Kemp’s solo crime spree began in August, when allegedly robbed a Zales Outlet store in Dawsonville, Ga. at gunpoint. She went on to hit up four more stores by herself, the latest in Mebane, N.C. on Jan. 4, netting more than $4 million in merchandise.
According to the Atlanta Journal-Constitution, she also was an accomplice in an April robbery in Woodstock, Ga., working alongside the same male suspect who, authorities believe, aided her in a few of her robberies.
He is described as a black man in his late 30s or early 40s, approximately 6 feet tall and 250 pounds. It is not known if he was the individual arrested Friday along with Kemp.
The case of the female armed robber generated widespread media attention both in and outside of the jewelry industry from the start, partially due to its man-bites-dog nature.
While armed robberies in the jewelry industry certainly aren’t uncommon--and rarely make the national news--it is unusual for someone to attempt one by themselves.

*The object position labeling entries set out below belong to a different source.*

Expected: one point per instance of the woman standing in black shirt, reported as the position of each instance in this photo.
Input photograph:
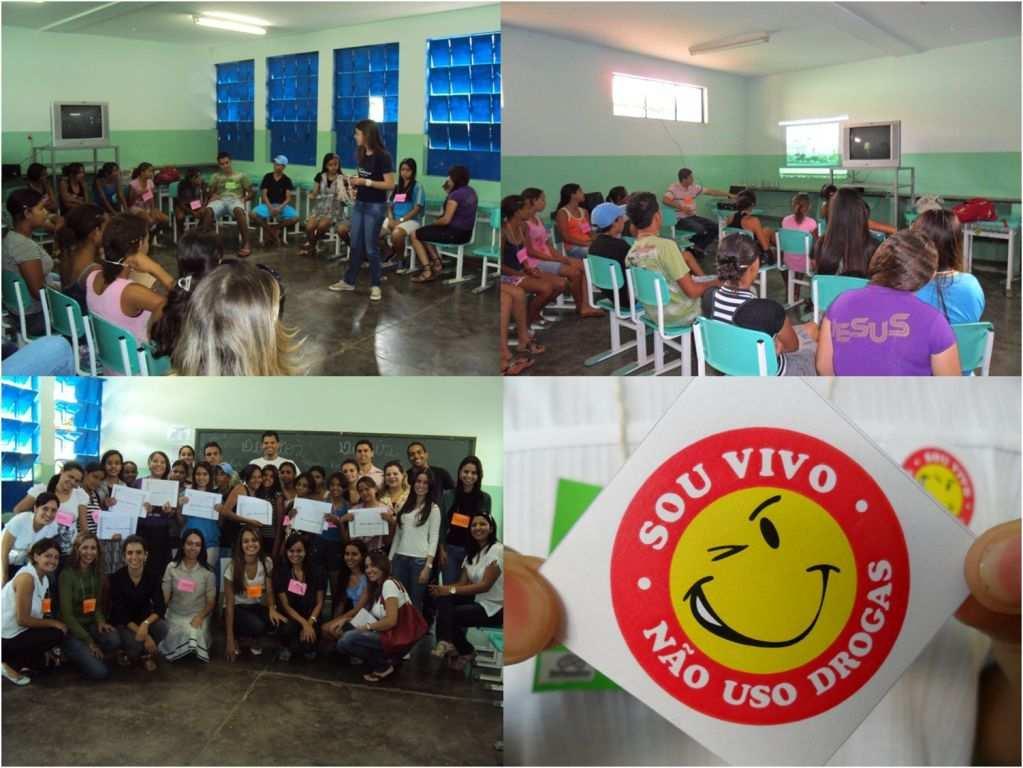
(374, 180)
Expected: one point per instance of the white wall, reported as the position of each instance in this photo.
(148, 85)
(163, 413)
(558, 102)
(961, 99)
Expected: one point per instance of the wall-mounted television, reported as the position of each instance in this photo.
(80, 124)
(872, 144)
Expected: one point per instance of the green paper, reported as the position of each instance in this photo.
(558, 668)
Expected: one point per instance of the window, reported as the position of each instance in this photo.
(658, 99)
(235, 101)
(292, 89)
(77, 410)
(365, 86)
(463, 105)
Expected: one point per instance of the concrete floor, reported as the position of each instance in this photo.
(570, 341)
(414, 330)
(254, 712)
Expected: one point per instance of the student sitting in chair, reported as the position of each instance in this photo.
(228, 192)
(738, 266)
(662, 256)
(276, 191)
(883, 329)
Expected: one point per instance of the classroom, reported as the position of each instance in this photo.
(280, 87)
(92, 435)
(748, 121)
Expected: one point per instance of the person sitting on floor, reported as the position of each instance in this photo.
(28, 636)
(476, 599)
(662, 256)
(884, 329)
(276, 191)
(735, 303)
(454, 227)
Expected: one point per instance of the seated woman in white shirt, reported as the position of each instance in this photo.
(385, 598)
(477, 599)
(27, 634)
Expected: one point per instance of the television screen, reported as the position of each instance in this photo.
(870, 142)
(85, 122)
(812, 145)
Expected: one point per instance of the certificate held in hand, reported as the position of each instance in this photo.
(367, 523)
(202, 504)
(254, 508)
(308, 515)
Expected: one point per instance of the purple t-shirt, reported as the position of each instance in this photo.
(879, 331)
(464, 215)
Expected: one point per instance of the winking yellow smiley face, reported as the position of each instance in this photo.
(763, 580)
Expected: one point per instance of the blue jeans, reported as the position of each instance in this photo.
(366, 221)
(365, 644)
(406, 570)
(88, 665)
(49, 356)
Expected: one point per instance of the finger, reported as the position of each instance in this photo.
(533, 611)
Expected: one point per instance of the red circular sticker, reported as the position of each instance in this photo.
(945, 479)
(760, 576)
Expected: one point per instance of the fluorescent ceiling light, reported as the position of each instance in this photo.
(740, 41)
(219, 24)
(813, 121)
(236, 17)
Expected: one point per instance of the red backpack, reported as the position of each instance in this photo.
(977, 209)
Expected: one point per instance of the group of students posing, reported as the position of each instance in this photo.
(898, 324)
(153, 594)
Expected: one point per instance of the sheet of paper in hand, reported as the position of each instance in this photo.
(758, 573)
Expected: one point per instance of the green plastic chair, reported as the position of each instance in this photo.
(15, 299)
(976, 343)
(826, 288)
(734, 351)
(794, 241)
(651, 288)
(490, 255)
(607, 274)
(67, 319)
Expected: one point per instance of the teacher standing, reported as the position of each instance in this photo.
(374, 180)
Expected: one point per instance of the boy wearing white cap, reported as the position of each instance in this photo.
(276, 190)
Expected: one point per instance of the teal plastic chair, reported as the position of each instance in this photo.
(976, 343)
(607, 274)
(120, 352)
(794, 241)
(490, 255)
(734, 351)
(67, 319)
(826, 288)
(651, 288)
(15, 299)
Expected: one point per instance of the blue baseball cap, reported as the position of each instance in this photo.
(606, 214)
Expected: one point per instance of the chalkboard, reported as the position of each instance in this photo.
(328, 449)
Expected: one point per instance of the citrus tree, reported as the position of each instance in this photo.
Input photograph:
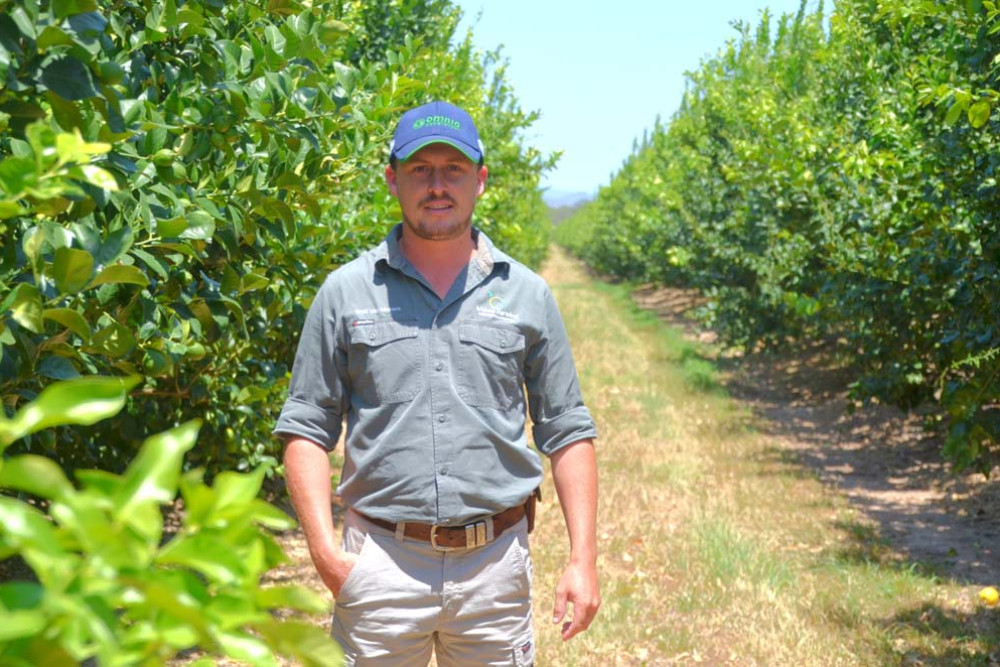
(835, 178)
(177, 178)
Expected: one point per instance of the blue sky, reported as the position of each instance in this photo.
(599, 73)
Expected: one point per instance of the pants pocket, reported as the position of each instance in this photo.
(360, 544)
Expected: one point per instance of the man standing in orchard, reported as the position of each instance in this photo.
(433, 346)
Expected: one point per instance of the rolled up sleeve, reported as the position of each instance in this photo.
(316, 396)
(555, 402)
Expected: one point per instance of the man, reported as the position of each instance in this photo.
(425, 345)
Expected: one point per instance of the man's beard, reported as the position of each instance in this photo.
(440, 231)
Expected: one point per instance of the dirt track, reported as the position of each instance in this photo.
(881, 459)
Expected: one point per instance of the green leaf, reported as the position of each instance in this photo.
(57, 368)
(25, 305)
(152, 477)
(114, 340)
(36, 475)
(64, 8)
(72, 269)
(233, 488)
(153, 262)
(21, 624)
(17, 174)
(70, 79)
(252, 281)
(200, 226)
(172, 227)
(954, 112)
(70, 319)
(207, 554)
(84, 401)
(24, 527)
(979, 114)
(9, 209)
(96, 176)
(121, 274)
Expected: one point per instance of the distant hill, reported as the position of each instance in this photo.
(559, 213)
(559, 198)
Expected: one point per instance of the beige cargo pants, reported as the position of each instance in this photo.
(404, 599)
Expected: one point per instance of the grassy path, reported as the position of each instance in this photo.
(716, 549)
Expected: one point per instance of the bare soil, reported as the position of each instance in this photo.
(881, 459)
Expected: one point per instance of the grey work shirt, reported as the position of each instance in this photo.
(434, 389)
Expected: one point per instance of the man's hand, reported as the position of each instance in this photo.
(574, 470)
(578, 586)
(334, 566)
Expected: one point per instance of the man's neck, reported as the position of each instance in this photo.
(440, 262)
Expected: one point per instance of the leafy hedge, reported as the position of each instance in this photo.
(176, 178)
(108, 589)
(836, 179)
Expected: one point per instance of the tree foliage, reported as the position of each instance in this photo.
(835, 178)
(109, 589)
(177, 177)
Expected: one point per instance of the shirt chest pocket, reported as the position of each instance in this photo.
(488, 363)
(384, 362)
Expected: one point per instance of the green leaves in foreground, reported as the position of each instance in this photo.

What’s more, never does a woman go into stores by herself and tie up people at gunpoint; when news of the lone female armed robber first broke, Jewelers’ Security Alliance President John J. Kennedy said, “It’s extremely unusual. In my 23 years here I have never seen a lone female robber commit an armed robbery.”
The U.S. Attorney’s Office for the Northern District of Florida is set to handle the prosecution of this case.